While this narrative review provides an integrative overview of AMR across human, animal, and environmental sectors, it is limited by the inherent constraints of a narrative synthesis. The included studies were selected based on relevance rather than through a systematic, protocol-driven process, which may introduce selection bias and restrict reproducibility. In contrast, systematic reviews and meta-analyses offer quantitative assessments by following transparent inclusion criteria, critically appraising study quality, and statistically pooling data to derive more precise estimates of resistance prevalence or intervention efficacy. Such quantitative approaches allow for identification of heterogeneity among studies, trend estimation, and stronger evidence-based recommendations. The present review, therefore, should be viewed as a broad contextual framework that synthesizes multidisciplinary perspectives, while future systematic and meta-analytic studies are needed to validate the relationships and patterns highlighted here and to generate robust, comparable estimates of AMR burden across sectors and regions.
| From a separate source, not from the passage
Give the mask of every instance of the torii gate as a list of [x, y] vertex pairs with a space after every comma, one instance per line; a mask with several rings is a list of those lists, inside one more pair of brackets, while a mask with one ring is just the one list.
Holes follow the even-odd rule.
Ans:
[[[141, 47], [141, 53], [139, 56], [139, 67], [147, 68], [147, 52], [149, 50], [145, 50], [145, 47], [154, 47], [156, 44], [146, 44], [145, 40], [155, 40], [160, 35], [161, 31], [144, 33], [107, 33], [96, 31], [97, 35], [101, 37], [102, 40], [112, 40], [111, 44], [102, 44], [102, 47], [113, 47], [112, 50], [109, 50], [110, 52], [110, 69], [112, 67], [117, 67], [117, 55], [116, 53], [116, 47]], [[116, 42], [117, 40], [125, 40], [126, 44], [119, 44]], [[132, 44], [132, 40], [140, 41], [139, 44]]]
Finally, while global initiatives such as the WHO Global Action Plan, FAO/WOAH frameworks, and the O’Neill Report set a clear strategic agenda, practical implementation remains uneven. Barriers include insufficient enforcement of antimicrobial regulations, limited financial and human resources, entrenched practices such as over-the-counter antibiotic sales, and political fragmentation between ministries overseeing human health, agriculture, and the environment. Addressing these systemic challenges is critical to translating international frameworks into tangible impact at regional and national levels.
4. Conclusions
AMR is a complex, multifactorial challenge that demands urgent, coordinated action across human, animal, and environmental sectors. Moving forward, strengthening antimicrobial stewardship in both human and veterinary medicine is essential, with strict regulation of non-therapeutic use, wider adoption of rapid diagnostics, and consistent enforcement of prescription-only policies. At the same time, scaling up integrated One Health surveillance systems that capture resistance trends across hospitals, farms, wastewater, and wildlife especially in (LMICs) where data remain scarce will be critical. Equally important is investment in sustainable alternatives and technologies, including vaccines, probiotics, advanced wastewater treatment, and improved manure management, to reduce reliance on antibiotics and limit environmental contamination. Finally, empowering communities through farmer training, healthcare worker education, and public awareness campaigns, supported by international collaboration and robust policy frameworks, will provide the social foundation needed to sustain long-term AMR containment.